Cabinet role for infrastructure ‘confusing’
Michael Fallon has rejected calls to create an infrastructure minister at cabinet level, insisting the move would be “confusing”.
He added that ministers in all government departments, including the Treasury, were responsible for driving through the government’s National Infrastructure Plan and said a separate department would not improve this.
“I don’t think you need to tinker with the Whitehall furniture to do anymore there; I think we’ve got to use the structure we have,” he said.

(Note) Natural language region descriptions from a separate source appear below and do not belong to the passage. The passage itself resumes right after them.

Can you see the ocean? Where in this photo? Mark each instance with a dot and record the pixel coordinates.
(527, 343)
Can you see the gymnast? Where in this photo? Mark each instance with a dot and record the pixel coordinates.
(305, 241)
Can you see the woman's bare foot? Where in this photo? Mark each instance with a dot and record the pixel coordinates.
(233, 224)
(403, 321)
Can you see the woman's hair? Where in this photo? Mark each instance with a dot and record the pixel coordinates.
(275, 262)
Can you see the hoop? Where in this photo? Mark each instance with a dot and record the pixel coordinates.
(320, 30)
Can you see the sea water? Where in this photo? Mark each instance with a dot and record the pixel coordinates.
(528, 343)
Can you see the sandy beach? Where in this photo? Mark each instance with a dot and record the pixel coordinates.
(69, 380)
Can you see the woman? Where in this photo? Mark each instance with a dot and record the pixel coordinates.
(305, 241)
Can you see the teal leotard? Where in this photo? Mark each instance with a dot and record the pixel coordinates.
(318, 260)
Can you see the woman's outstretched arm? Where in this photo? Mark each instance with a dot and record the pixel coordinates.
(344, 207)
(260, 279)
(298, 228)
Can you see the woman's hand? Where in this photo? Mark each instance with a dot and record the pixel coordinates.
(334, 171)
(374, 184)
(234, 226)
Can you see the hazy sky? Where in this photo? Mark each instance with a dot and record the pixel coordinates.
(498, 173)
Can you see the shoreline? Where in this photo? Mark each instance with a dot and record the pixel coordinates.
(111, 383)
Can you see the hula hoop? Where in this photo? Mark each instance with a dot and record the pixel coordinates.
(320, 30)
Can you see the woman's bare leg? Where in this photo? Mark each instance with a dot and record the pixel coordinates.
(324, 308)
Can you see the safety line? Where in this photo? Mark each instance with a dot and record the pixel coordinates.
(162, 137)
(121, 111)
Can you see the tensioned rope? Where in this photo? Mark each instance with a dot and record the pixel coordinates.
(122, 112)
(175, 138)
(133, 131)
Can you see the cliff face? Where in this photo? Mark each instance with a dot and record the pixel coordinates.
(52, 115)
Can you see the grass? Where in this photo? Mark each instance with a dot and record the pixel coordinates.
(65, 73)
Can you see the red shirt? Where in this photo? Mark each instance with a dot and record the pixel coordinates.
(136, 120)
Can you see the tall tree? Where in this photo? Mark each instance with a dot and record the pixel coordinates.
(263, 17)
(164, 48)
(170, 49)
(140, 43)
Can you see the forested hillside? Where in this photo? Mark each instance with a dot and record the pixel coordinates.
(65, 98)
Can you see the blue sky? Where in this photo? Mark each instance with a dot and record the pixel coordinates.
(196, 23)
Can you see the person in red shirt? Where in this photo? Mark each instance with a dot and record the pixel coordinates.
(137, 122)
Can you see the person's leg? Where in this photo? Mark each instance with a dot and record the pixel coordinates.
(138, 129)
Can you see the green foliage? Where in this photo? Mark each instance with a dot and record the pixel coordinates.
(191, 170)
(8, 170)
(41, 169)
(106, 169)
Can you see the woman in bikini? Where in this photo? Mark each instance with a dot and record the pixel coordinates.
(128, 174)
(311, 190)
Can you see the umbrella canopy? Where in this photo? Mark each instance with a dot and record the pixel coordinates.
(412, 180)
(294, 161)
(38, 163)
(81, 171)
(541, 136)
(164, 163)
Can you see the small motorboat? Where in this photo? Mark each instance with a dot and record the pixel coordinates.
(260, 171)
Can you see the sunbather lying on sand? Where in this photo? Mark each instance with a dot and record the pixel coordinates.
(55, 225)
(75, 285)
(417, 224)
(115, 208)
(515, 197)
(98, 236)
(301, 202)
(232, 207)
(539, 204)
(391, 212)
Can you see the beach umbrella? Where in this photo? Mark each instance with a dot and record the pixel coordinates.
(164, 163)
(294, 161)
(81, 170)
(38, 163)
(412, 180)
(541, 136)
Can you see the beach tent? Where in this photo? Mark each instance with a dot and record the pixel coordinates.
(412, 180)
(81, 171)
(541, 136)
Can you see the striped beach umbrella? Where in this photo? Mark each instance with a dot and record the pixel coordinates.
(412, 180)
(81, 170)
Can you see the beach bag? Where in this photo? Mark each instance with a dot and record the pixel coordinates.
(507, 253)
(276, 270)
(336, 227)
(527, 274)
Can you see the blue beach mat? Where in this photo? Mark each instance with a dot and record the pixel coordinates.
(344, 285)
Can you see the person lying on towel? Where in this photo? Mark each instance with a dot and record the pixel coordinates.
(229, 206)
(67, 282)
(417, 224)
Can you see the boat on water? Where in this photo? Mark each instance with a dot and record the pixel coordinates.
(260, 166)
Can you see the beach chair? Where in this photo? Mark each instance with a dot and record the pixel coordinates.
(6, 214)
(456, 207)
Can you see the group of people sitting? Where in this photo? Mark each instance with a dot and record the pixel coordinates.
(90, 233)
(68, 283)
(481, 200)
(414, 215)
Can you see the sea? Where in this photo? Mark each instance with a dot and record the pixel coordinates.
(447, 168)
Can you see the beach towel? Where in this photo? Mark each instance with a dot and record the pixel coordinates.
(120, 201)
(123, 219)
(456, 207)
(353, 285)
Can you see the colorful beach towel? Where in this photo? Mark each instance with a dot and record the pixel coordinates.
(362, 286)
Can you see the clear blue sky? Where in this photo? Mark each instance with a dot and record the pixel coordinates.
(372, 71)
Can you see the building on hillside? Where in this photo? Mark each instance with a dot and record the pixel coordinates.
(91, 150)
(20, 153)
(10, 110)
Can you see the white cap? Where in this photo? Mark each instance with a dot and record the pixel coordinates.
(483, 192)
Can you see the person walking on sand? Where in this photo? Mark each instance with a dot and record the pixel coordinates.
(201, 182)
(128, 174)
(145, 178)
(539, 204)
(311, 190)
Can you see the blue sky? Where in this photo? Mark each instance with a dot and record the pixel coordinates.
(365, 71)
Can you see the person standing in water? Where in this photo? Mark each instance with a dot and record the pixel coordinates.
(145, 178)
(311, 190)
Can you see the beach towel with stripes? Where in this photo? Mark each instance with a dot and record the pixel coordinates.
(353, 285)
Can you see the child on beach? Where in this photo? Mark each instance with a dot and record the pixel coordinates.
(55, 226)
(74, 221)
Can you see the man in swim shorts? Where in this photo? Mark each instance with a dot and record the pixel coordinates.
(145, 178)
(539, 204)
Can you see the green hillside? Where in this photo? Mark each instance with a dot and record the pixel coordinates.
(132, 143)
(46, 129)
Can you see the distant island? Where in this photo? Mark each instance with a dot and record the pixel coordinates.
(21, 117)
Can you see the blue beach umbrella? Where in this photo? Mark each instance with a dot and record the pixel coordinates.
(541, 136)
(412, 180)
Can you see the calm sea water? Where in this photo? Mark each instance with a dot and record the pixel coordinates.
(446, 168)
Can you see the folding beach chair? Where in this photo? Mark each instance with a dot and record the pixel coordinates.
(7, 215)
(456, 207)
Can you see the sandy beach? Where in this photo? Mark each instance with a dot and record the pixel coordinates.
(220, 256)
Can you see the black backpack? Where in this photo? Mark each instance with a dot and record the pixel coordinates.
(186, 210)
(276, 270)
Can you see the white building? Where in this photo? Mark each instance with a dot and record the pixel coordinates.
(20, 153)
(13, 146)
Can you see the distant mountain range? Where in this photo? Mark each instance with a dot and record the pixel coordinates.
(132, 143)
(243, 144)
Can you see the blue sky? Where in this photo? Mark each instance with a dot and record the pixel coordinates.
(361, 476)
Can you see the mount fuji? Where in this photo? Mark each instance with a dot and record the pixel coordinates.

A Construction News poll on cnplus.co.uk showed 31.7 per cent of those who took part said they wanted to see an infrastructure minister at cabinet level.
Sixty-one per cent said they wanted to see an infrastructure minister serve at cabinet with responsibility for housing as part of the brief.
Just 2.4 per cent said they did not want to see an infrastructure secretary, while 4.8 per cent said housing should be prioritised before infrastructure.
Mr Fallon said he sympathised with the industry over its frustrations with projects getting off the ground.
“We all get frustrated at the slow pace of some of these major projects; it would be lovely if we could give ministers absolute power, but we’re in a democracy – we have to take into account local communities,” he said.
“We have to make sure there’s local buy-in, developers have to make sure they abide by that, not ride roughshod over what local communities want, but developers have to engage and these things sometimes take longer than they would take in a country that isn’t as democratic as ours.”
Aberdeen Asset Management head of infrastructure funds Gershon Cohen said it made sense to bring forward projects that had “the most immediate benefit to economic growth”, but stressed that all types of infrastructure were important to underpin a successful economy.
He added: “A successful economy requires a healthy, well-educated workforce and I think that one needs to balance both social and economic infrastructure investment and not pursue one without the other.
“The problem providers of private capital face is that there are very few projects ready to invest their money into and there is no overall plan to pay for the financing of the infrastructure in the UK – is it coming from economic growth or consumers through higher utilities prices and/or taxation,” he added.
Chief construction adviser role
The government has yet to decide whether it will extend Peter Hansford’s role as chief construction adviser beyond November, according to Michael Fallon.
Mr Fallon declined to confirm whether Mr Hansford would continue in the role after his two-year term in government comes to an end this year.
He said it was “a bit too early to consider what will happen in November” but praised Mr Hansford for “doing great work”.
Mr Hansford was appointed to the role in July 2012, taking over from former construction adviser Paul Morrell, and is due to finish his initial tenure in November 2014.
He led the publication of the industrial strategy for construction, Construction 2025, which sought to improve fair payment for contractors working in the construction industry.